Helten liest am liebsten in seinen »Freiraumzeiten« und dann aufrecht im Sitzen. Und weil er Büchereifan ist, schmökert er meist Ausgeliehenes. Er besitzt von fast jeder Stadt, in der er aufgetreten ist, einen Leihausweis.

Zu Hause gibt es ein festes Ritual. Zunächst breitet er seine neue Lektüre vor sich aus, hält Kaffee und Plätzchen parat, um sich dann in seinen Ohrensessel zu versenken und ganz dem Lesen hinzugeben. »Wenn Bücher mich reinziehen, brauche ich nichts weiter«, bekennt Helten. So war es auch bei dem Roman, den er vorstellen will.

»Ich kenne Aja, seit ich denken kann. Ich habe kaum eine Erinnerung an eine Zeit vor ihr, an ein Leben, in dem es sie nicht gegeben hat, keine Vorstellung, wie sie ausgesehen haben könnten, Tage ohne Aja. Aja gefiel mir sofort. Sie sprach laut und deutlich und kannte Wörter wie Wanderzirkus und Schellenkranz«, so ist der Anfang von Zsuzsa Bánks »Die hellen Tage«. Als Helten ihn las, hatte er sofort Lust auf mehr, vielleicht weil das Wort Wanderzirkus drin vorkommt.

Erzählt wird die Freundschaft dreier Kinder, Seri, Karl und Aja, die in den 60er-Jahren in einer süddeutschen Kleinstadt vaterlos aufwachsen. »Wir fanden uns, wie sich Kinder finden, ohne zu zögern, ohne Umstände«, heißt es über den Beginn ihrer Freundschaft. Sie erleben zunächst ein honigartiges Kindheitsidyll, in das sich nach und nach dunkle Schatten mischen, ohne dass sie sich dessen bewusst sind. »In ihrer heilen Welt haben sie alle schon Narben davongetragen«, interpretiert Peter Helten das Geschehen. Zwangsläufig kommen die Jahre, die die Kindheit ablösen und in denen das Vergangene verarbeitet werden muss. Karls Bruder ist unter merkwürdigen Umständen verschwunden, Seris Vater tot und Ajas Papa ein Trapezkünstler, der nur einmal im Jahr vorbeikommt, weshalb sich das Familienleben auf nur wenige Augenblicke verdichtet.
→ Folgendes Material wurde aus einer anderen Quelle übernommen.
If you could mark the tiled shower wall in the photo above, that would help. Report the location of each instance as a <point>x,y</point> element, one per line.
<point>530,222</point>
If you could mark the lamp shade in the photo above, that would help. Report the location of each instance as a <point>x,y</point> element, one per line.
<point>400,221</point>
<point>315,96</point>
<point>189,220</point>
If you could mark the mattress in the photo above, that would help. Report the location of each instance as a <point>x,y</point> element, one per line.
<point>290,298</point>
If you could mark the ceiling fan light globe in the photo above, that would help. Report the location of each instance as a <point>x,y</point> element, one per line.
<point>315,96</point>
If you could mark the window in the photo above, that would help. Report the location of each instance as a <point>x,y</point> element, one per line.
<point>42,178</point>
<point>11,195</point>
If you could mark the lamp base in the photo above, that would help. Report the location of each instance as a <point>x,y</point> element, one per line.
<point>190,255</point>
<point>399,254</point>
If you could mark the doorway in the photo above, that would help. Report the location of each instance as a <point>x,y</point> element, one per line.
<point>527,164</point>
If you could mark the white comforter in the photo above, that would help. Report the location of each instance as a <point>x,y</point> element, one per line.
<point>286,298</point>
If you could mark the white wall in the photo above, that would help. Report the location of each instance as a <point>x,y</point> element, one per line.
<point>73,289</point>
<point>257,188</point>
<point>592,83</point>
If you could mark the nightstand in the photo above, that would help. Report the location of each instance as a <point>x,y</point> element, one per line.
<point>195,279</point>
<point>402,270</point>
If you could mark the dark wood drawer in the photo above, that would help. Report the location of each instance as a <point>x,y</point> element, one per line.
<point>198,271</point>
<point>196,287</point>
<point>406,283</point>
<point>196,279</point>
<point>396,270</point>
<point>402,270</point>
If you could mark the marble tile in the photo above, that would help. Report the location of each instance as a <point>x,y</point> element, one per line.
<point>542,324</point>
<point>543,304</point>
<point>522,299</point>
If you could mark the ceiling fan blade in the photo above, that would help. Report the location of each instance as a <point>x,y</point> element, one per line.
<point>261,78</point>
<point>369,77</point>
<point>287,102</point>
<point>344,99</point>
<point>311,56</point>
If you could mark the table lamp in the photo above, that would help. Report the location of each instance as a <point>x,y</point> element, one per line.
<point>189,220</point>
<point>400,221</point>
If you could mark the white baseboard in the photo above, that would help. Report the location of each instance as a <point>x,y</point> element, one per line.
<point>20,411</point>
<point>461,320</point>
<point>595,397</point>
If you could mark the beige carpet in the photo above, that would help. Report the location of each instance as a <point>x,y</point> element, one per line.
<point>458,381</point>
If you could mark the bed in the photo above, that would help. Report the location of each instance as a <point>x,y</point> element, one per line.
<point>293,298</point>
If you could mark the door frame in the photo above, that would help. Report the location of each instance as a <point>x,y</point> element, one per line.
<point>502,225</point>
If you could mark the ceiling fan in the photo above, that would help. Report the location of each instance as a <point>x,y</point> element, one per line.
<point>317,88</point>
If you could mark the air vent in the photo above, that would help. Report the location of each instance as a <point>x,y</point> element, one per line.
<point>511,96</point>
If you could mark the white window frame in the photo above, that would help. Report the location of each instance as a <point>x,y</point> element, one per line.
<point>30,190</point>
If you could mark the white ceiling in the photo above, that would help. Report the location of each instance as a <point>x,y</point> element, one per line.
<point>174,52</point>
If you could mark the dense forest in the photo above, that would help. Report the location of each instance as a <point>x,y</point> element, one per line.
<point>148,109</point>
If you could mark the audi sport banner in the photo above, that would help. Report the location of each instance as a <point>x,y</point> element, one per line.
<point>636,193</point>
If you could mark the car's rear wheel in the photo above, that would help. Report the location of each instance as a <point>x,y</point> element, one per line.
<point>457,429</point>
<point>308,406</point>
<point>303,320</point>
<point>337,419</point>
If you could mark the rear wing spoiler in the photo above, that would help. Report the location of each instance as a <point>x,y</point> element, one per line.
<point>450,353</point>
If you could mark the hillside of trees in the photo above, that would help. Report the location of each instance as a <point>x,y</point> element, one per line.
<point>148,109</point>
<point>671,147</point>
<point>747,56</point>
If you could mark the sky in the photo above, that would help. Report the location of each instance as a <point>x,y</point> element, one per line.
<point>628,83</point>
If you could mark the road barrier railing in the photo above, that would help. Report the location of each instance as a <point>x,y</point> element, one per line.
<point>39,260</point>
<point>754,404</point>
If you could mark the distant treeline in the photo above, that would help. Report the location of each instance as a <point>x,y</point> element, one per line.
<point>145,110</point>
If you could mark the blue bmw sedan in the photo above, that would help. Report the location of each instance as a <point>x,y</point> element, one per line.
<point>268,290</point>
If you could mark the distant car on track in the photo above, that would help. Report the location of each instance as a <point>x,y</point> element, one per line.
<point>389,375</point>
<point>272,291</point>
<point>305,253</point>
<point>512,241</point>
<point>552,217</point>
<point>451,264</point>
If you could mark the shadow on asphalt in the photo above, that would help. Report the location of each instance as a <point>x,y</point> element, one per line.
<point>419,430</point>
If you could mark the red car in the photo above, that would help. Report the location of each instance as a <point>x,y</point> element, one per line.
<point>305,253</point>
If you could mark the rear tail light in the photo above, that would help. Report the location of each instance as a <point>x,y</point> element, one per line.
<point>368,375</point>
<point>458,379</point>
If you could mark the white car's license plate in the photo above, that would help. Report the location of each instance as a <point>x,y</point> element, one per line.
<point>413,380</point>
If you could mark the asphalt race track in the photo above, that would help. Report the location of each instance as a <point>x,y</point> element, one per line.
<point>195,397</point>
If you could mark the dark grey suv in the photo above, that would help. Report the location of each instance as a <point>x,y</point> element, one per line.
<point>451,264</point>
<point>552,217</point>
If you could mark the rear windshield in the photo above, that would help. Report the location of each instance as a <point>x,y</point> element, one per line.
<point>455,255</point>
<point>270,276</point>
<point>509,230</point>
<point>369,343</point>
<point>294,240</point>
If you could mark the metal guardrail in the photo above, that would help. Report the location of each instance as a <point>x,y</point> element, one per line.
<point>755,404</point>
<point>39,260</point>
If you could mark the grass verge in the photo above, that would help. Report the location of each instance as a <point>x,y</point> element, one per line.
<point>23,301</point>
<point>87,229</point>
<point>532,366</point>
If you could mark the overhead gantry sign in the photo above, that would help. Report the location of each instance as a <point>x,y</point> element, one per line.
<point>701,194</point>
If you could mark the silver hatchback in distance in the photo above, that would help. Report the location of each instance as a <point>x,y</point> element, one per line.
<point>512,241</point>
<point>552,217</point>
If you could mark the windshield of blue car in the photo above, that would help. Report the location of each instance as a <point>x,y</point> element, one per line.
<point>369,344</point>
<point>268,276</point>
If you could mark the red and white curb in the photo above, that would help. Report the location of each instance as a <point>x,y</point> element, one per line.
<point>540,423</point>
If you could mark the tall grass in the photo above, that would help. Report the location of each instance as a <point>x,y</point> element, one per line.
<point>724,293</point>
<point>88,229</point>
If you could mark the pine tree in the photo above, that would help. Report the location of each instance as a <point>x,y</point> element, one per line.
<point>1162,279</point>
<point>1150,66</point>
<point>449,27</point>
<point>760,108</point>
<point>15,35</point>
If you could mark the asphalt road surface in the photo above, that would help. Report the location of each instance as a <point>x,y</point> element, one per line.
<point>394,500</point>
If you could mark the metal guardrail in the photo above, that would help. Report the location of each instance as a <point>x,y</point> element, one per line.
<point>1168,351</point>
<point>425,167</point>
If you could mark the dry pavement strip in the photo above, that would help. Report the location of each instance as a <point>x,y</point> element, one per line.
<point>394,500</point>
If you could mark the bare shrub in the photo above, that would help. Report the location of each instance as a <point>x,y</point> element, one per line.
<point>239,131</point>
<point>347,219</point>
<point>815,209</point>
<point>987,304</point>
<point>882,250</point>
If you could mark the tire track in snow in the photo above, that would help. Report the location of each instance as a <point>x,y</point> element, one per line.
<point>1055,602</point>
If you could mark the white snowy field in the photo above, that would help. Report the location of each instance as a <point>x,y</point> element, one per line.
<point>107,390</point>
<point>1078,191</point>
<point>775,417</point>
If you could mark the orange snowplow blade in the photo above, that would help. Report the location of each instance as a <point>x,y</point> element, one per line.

»Es geht ums Erwachsenwerden, um Verrat, Liebe, Lüge und eine Vergangenheit, die langsam ihre Geheimnisse offenbart«, so Helten. Die deutsch-ungarische Schriftstellerin Bánk begleitet ihre Protagonisten durch Jugend und Studium. Irgendwann brechen die drei nach Rom auf, wo die beiden Frauen Konkurrentinnen um Karls Liebe werden und wo sie sich verlieren und wieder finden. »Bánk fädelt dabei ihre Worte auf wie an einer endlosen Kette«, urteilt Helten, »ein Sprachstil, der mir gleich gefallen hat.« So entstehen Farben, Stimmungen und Bilder im Kopf mit hellen und dunklen Tagen »als ein dauerhaft erscheinender Sommer der Kindheit«. (Sigrun Stroncik)

Peter Helten ist nicht nur eifriger Leser und Fan von öffentlichen Büchereien, sondern auch Vorsitzender des Freundeskreises der Stadtbücherei Rösrath e.V. Der Freundeskreis setzt sich seit fast zwölf Jahren für die Interessen der Stadtbücherei ein und wirbt eifrig um Sponsorengelder für die verschiedensten Lese-Projekte unter dem Dach der Bücherei. Neue Mitglieder sind immer willkommen.